Air Vice-Marshal Cath Roberts said the M2 mission was Australia’s “most complex” cube satellite mission.

Photo taken from M2-A and M2-B 17 seconds after separation. Credit: Courtney Bright, UNSW Canberra Space

“The initiation of formation flying is a landmark moment for the Defence Space Domain,” Air Vice-Marshal Roberts said in a statement on Friday night. “This allows testing of satellite separation mechanisms, and facilitates on-orbit research.
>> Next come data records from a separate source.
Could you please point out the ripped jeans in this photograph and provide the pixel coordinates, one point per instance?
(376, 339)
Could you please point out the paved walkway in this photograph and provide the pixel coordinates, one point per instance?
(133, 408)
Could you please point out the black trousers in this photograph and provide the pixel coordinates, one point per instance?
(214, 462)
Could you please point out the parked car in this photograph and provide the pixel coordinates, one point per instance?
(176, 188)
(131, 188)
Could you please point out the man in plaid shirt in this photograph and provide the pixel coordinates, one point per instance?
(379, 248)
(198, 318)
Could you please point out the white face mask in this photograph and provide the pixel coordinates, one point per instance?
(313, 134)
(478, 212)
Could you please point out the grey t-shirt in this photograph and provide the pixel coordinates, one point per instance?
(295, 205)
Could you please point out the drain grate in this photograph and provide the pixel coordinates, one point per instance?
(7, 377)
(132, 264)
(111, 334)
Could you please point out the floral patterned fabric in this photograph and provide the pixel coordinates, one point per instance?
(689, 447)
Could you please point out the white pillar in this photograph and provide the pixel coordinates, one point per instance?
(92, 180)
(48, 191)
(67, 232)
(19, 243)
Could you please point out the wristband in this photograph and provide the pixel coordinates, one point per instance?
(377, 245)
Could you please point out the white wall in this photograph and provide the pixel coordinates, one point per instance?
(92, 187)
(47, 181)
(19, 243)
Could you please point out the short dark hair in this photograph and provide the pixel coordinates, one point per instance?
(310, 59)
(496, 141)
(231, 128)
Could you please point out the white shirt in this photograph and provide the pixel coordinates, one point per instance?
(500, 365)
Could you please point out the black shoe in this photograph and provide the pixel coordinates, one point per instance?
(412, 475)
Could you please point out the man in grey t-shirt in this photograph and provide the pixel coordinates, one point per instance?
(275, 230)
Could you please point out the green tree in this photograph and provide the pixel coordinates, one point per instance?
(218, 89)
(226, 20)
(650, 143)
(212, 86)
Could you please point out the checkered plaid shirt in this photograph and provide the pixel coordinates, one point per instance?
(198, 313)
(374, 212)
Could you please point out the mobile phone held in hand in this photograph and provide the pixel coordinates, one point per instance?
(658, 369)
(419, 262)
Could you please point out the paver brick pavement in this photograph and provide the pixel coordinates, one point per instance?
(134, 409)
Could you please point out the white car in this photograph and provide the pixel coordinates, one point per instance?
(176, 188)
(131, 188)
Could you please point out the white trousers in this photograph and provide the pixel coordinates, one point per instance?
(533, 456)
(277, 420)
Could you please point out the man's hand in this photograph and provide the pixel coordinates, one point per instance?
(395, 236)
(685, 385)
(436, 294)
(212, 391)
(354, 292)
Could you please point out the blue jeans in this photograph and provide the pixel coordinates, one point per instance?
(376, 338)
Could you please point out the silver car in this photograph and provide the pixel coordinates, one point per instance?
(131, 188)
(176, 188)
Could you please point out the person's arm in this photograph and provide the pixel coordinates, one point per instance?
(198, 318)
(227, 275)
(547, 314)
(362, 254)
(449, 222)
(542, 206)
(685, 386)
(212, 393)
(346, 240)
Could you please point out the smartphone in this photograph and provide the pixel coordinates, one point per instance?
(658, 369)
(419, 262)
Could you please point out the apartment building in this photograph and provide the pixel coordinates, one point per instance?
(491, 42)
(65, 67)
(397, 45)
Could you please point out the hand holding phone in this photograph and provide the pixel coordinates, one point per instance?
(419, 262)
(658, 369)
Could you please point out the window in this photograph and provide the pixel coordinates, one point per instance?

The two satellites are packed with payloads such as optical telescopes which are informing future Defence surveillance concepts.

“In a world first, M2 is carrying the first neuromorphic cameras to be placed into orbit. Western Sydney University’s International Centre for Neuromorphic Systems (ICNS) leads development of these biology-inspired event based cameras, delivering advanced capability for tracking small and fast moving objects.”

Air Vice-Marshal Cath Roberts.

Defence said the UNSW Canberra Space team also achieved an Australian first, performing in-space artificial intelligence inferencing using on-board computing.

This represented a “significant step” towards developing intelligent, networked satellite constellation technologies, it added.

“This is a massive milestone that we’ve been working toward for a long time, and an awesome example of successful collaboration between all of the spacecraft subsystems teams, operations and ground segment, project management, and the astrodynamics/space domain awareness researchers and sensor providers,” Courtney Bright, flight operations lead at UNSW Canberra, said on LinkedIn on Saturday.

Ms Bright published two photos of the separation, which she said was a challenge in itself to take.

“These photos were taken from M2-A and M2-B 17 seconds after the separation command,” she said.

“Figuring out when to take the images was its own challenge: we had to juggle large uncertainties in the physical separation time, the drift rate of the two spacecraft, separation-induced rotation, as well as lighting conditions when we were constrained to execute the separation approaching eclipse. We nailed it!”

Russell Boyce, director of UNSW Canberra Space, said the separation occurred at 2:55pm Canberra time on Friday.

“A careful drift will be followed by formation stabilisation employing LEO [low-earth orbit] aerodynamics, and then it will be time for next steps in this #spaceresearch and #spacetechnology demonstration mission – #ai, #earthobservation and more,” he said.

M2A and M2B will be able to communicate with each other as well as ground stations on earth, giving better quality data, with greater detail and less lag time.

An artist’s impression of the M2 cube satellites flying in formation.

Air Commodore Philip Gordon said UNSW Canberra Space engaged with a supply chain of approximately 30 Australian companies and organisations for the M2 satellite mission.

“M2 is not only significant for Defence’s Space Domain, but also for advancing Australia’s burgeoning space industry. This is an example of the world-class space capabilities on offer by Australian industry and academia – showcasing their depth of talent, ingenuity and collaborative spirit,” Air Commodore Gordon said.

Defence said it sought to increase the transparency and predictability of the M2 mission by sharing information about it.

“This collaboration allows small satellites to be used for evaluation of technologies that may eventually be placed onto more complex space systems, such as large communications or earth observation satellites,” Air Vice-Marshal Roberts said.